# B13 fog lights placement



## Twiz (Aug 24, 2004)

I just went from this










to this



















My fog lights are 5 or 6 inches off the ground I think it looks cool. Also I tried to align them with my headlights.


----------



## Radioaktiv (Feb 12, 2004)

need a day shot


----------



## StevenLK (Jul 15, 2002)

that last pic looks pretty nice.


----------



## pete? (Jul 6, 2004)

nice pics but i have no idea where the lights are now lol. im guessing below the bumper? idk day shots! :thumbup:


----------



## Twiz (Aug 24, 2004)

Yup, I put holes in the bottom of the bumper and I ran an extra ground harness for each bracket. The fog light can adjust about 1 to 2 inches in height. I wanted them very close to the ground... for looks. Makes your car look like it's been dropped  specially if I turn on the parking lights only without the headlighs. You're looking at 400 watts of light. I will get more pics.


----------



## asleepz (Feb 24, 2004)

The next driving/fog lights I get will be the Xenarc X10 HID's I'll show you the power of 60 watts all together.


----------



## Twiz (Aug 24, 2004)

Daylight shots




























I paid 19 bucks for these fog lights and 12 for the 100W bulbs inside


----------



## Slayer2003 (Jun 4, 2003)

HAH! ......living in illinois you think you'd know better 

my friend has done the same thing with his cougar. he has also lost 5 sets of fogs from snow and general parking. 

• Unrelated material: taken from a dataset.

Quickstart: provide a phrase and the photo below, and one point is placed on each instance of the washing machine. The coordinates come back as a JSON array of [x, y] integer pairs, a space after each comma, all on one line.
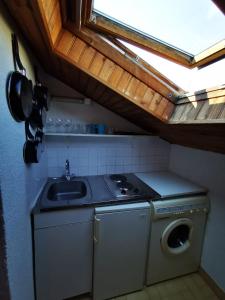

Good luck with that. :thumbup:


----------



## Twiz (Aug 24, 2004)

lol well did you teach him how to park or is he still paying for new fog lights... bent oil pan? I'm just kidding heh... I had those fogs for two years and they're cheap I would care if they're gone unless they take a chunk out of my front bumper then I'd be pissed.


----------



## Radioaktiv (Feb 12, 2004)

ack
looks like those wouldnt last long against any road hazards

does look good at night tho


----------